If all you need to fly a plane is a pilot's license, why pursue a degree in aviation science? Though the Commercial Pilot License (CPL) is all that the Federal Aviation Administration requires for the operation of any aircraft, a specialized degree in this field will provide you with a broader and more thorough understanding of aeronautics than you will learn in flight school. As a result, you can qualify for a range of rewarding and exciting positions in this dynamic industry.

Apart from piloting aircraft, the study of aviation science encompasses air traffic control, maintenance of aircrafts and related facilities, flight operations, dispatch operations and communications. Professionally trained pilots often enroll in aviation science degree programs to refresh or deepen their understanding of aeronautics. During a degree program in aviation, you can develop a set of diverse interests that will support your quest for a fulfilling career.
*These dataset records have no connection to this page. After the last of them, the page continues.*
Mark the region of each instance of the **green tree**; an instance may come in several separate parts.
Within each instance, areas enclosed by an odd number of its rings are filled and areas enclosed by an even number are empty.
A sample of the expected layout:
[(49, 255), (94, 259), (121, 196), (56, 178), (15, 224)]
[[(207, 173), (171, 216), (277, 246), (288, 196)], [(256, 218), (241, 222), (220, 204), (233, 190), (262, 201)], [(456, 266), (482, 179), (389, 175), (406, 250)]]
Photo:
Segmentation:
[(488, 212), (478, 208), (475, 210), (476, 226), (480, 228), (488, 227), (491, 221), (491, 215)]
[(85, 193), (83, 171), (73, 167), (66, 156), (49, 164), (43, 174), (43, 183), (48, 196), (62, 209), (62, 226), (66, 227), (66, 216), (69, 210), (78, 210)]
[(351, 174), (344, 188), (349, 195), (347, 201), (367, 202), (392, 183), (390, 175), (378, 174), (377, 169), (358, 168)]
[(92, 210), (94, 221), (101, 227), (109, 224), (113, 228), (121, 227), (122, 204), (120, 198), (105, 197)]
Careers, Potential Earnings & Market Growth Rates

Commercial Pilot

Potential Earnings: (2014) $77,200 annually

Projected growth (2014-2024) Faster than average (9% to 13%)


Airline Pilot*

Median wages (2016) $127,820 annual

Projected Growth Rate  (2014-2024): Little or no change (-1% to 1%)

Co-pilot*

Median wages (2016) $127,820 annual

Projected Growth Rate  (2014-2024): Little or no change (-1% to 1%)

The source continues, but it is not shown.